[PATCH 1/1] thermal: sysfs: avoid actual readings from sysfs

From: Eduardo Valentin
Date: Fri Jul 07 2023 - 13:14:16 EST


On Thu, Jul 06, 2023 at 03:22:55PM +0200, Rafael J. Wysocki wrote:
>
>
>
> On Thu, Jul 6, 2023 at 12:50 AM Eduardo Valentin <evalenti@xxxxxxxxxx> wrote:
> >
> > On Sat, Jul 01, 2023 at 09:28:31AM +0200, Daniel Lezcano wrote:
> > >
> > >
> > >
> > > Eduardo,
> > >
> > > On 01/07/2023 03:49, Eduardo Valentin wrote:
> > >
> > > [ ... ]
> > >
> > > > > All that are hypothesis, that is why having a real use case would help
> > > > > to figure out the temperature limit drift at mitigation time.
> > > >
> > > > Yeah, I guess the problem here is that you are assuming I2C is not a real
> > > > use case, not sure why. But it is and very common design in fact.
> > >
> > > If it is so common you should be able to reproduce the issue and give
> > > numbers. At this point, what I read is "that may happen because I2C is
> > > slow and we may monitor it at an insane rate, so let's cache the value".
> > >
> > > > > Assuming it is really needed, I'm not sure that should be exported via
> > > > > sysfs. It is a driver issue and it may register the thermal zone with a
> > > > > parameter telling the userspace rate limit.
> > > > >
> > > > > On the other side, hwmon and thermal are connected. hwmon drivers
> > > > > register a thermal zone and thermal drivers add themselves in the hwmon
> > > > > sysfs directory. The temperature cache is handled in the driver level in
> > > > > the hwmon subsystems and we want to handle the temperature cache at the
> > > > > thermal sysfs level. How will we cope with this inconsistency?
> > > >
> > > > Yeah, I do not see this, again, as where to handle cache type of design problem only.
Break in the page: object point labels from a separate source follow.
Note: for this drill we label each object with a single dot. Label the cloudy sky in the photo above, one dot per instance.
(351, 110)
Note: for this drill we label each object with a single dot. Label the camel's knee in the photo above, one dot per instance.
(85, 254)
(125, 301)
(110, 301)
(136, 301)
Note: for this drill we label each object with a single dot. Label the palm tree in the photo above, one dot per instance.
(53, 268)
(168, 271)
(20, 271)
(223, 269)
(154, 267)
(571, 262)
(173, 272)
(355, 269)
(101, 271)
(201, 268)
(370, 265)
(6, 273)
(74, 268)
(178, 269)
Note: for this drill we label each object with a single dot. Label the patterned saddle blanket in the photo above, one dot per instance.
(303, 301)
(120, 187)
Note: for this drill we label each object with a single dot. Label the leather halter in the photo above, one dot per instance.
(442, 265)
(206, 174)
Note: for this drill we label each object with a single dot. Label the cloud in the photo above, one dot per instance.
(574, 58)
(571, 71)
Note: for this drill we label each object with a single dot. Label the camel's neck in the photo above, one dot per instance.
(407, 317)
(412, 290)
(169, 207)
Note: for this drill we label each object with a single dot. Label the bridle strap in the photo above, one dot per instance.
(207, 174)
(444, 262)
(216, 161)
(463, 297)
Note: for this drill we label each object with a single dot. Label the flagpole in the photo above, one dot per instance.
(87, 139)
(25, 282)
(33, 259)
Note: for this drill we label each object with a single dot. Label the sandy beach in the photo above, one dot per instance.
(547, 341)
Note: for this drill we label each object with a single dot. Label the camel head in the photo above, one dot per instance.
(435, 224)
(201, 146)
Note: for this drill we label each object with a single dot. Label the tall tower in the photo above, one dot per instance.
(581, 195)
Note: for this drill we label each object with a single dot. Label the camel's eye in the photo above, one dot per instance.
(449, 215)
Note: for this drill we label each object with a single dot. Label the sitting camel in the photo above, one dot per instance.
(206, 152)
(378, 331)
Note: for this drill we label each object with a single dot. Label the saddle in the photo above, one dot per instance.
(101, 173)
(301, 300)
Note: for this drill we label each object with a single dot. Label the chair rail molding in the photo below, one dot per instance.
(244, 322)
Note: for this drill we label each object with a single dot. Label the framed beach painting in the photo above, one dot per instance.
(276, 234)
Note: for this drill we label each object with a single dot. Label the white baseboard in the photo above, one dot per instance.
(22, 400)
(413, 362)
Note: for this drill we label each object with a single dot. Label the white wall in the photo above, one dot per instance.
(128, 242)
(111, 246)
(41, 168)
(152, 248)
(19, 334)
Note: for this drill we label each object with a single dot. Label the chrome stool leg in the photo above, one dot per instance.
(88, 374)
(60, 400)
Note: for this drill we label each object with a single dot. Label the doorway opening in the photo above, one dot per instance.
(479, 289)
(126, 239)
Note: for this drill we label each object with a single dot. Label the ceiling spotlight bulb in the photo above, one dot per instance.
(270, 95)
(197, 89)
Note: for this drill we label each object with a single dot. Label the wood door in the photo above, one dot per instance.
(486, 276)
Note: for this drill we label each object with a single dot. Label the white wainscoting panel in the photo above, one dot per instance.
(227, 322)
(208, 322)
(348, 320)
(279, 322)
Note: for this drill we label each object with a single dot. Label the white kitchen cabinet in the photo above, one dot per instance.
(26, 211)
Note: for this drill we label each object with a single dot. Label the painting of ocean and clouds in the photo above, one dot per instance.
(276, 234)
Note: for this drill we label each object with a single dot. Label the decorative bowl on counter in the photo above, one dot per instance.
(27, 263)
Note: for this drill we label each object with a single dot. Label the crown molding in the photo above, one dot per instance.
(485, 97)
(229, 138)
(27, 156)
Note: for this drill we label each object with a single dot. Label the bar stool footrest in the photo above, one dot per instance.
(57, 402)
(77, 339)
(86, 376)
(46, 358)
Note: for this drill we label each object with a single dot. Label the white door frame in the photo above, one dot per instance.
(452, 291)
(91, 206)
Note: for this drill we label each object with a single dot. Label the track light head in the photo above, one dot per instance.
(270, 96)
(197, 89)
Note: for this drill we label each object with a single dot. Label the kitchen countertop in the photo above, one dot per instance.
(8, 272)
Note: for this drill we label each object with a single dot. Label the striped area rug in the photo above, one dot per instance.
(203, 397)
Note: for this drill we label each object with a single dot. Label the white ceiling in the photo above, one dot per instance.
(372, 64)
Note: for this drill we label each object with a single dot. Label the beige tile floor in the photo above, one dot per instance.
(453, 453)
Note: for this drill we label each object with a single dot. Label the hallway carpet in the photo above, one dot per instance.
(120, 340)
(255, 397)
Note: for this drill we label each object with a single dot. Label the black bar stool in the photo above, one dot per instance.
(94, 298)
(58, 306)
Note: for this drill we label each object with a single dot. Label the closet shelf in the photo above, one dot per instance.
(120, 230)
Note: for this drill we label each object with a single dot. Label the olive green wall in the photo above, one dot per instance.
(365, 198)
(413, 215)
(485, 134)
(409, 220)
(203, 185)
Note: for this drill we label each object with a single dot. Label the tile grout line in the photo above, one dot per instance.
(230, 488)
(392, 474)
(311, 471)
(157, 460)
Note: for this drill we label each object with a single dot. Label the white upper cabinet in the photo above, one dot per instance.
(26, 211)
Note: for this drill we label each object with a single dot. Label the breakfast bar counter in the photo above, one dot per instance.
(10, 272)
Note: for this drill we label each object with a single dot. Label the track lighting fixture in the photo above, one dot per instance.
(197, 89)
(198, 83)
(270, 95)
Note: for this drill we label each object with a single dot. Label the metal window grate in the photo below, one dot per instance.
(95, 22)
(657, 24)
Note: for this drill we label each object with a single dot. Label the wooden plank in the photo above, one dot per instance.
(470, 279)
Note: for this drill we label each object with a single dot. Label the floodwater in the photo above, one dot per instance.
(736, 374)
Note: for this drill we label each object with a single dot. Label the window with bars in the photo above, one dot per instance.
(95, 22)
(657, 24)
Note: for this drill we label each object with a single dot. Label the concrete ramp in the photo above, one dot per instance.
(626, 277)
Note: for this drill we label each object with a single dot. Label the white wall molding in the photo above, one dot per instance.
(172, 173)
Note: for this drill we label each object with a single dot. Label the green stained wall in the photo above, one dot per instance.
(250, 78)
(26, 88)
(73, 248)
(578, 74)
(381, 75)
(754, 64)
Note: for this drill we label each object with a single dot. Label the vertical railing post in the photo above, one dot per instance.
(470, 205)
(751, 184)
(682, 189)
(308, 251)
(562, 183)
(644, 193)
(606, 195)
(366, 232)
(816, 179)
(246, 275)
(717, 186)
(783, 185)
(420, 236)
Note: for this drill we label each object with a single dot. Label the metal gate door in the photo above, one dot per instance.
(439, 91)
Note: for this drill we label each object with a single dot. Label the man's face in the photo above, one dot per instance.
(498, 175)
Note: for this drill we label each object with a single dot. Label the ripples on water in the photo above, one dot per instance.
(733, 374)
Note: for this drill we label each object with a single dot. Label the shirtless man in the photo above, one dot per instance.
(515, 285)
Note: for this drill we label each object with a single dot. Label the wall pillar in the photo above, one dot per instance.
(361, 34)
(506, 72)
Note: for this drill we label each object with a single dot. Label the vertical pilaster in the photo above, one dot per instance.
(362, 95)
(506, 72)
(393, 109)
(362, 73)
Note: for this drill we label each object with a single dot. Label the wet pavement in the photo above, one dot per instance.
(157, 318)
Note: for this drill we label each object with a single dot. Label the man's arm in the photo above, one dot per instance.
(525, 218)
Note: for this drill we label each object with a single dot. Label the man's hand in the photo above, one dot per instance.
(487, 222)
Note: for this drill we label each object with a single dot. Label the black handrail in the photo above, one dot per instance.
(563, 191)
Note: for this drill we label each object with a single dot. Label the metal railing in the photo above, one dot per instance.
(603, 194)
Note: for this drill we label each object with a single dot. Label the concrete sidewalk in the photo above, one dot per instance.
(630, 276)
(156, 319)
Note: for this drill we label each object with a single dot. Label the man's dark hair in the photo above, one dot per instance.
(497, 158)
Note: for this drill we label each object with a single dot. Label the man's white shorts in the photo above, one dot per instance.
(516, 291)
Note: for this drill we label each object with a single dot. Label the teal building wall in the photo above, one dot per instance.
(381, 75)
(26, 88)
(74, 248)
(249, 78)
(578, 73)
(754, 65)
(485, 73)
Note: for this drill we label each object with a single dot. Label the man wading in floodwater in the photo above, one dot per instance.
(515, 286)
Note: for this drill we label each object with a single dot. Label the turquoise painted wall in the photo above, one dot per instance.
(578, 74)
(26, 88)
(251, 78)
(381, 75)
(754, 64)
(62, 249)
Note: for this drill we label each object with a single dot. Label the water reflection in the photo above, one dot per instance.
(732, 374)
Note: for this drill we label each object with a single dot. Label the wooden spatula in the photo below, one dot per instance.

> > > > This is really a protective / defensive code on the thermal core to avoid
> > > > userspace interfering on a kernel based control.
> > > >
> > > >
> > > > I agree that drivers may be free to go and defend themselves against
> > > > too frequent userspace requests, like they do, as you already shared
> > > > a link in another email. But saying that it is up to the driver to do this
> > > > is basically saying that the thermal subsystem do not care about their
> > > > own threads being delayed by a too frequent reads on a sysfs entry
> > > > created by the thermal subsystem, just because it is drivers responsability
> > > > to cache. To that is a missing defensive code.
> > >
> > > No, the core code has not to be defensive against bad hardware design.
> >
> > I do not understand why you are calling this a bad hardware design.
> >
> > >
> > > If multiple processes are reading in an infinite loop the temperature,
> > > they will constantly take the lock, and as the monitoring thread is a
> > > CFS task, this one will be considered as the readers and be delayed,
> > > with probably a mitigation temperature drift. Here we have a missing
> > > defensive / optimized code against a DoS but it is unrelated to the
> > > hardware and the fix is not caching the value.
> >
> > I am not even going into the CFS discussion, yet. But if we go that direction,
> > here we are having a case of a userspace process contending into
> > a in kernel process, regardless of the userspace process priority.
> >
> > But again that is not the main point of discussion for this change.
> >
> > >
> > > > > As a side note, slow drivers are usually going under drivers/hwmon.
> > > >
> > > > Have you seen this code?
> > > > https://git.kernel.org/pub/scm/linux/kernel/git/torvalds/linux.git/tree/drivers/hwmon/lm75.c#n517
> > > > https://git.kernel.org/pub/scm/linux/kernel/git/torvalds/linux.git/tree/drivers/hwmon/hwmon.c#n850
> > >
> > > Yes, and ?
> >
> >
> > I mean , I am sure can git grep for all occurences if that is what are looking for.
> > >
> > > That is what I said, the hwmon and the thermal zone are connected.
> > >
> > > > I also do not understand when you say slow drivers are usually going under
> > > > drivers/hwmon, does it really matter? One can design a thermal zone
> > > > that is connected to a hwmon device as input. Why would that be illogical?
> > >
> > > I'm not saying it is illogical. I'm pointing the slow drivers are under
> > > hwmon subsystems and usually don't aim in-kernel mitigation. The
> > > get_temp ops is going through hwmon and the drivers may cache the
> > > values. So *if* there is an in-kernel mitigation, the value will be
> > > already cached usually.
> >
> > Oh I see. yes, I totally give you that the most common case is to have
> > the in kernel policy written with drivers under thermal, but neglecting
> > the existence of drivers under /hwmon that connects into the thermal subsystem
> > is not fair, is it? They are there, they connect to thermal subsystem
> > and one can certainly have an in kernel control with hwmon drivers as input,
> > I am not understanding why protecting against those cases make the change
> > invalid or overcomplicates the subsystem design.
> >
> > >
> > > I do believe I raised some valid concerns regarding the approach. Could
> > > please take them into account instead of eluding them
> > >
> > > 1. A real use case with temperature limit drift (easy to reproduce
> > > because it is very common)
> > >
> > > 2. How about the consistency between hwmon and thermal? (one driver but
> > > two ways to access the temperature - one may cache and the other not)
> >
> > I am not eluding anything. But this conversation seams to not move forward
> > because of the assumption that building in kernel control based on
> > hwmon drivers is either wrong or uncommon. I fail to see that as the
> > main argument to be discussed mainly because it is a problem that exists.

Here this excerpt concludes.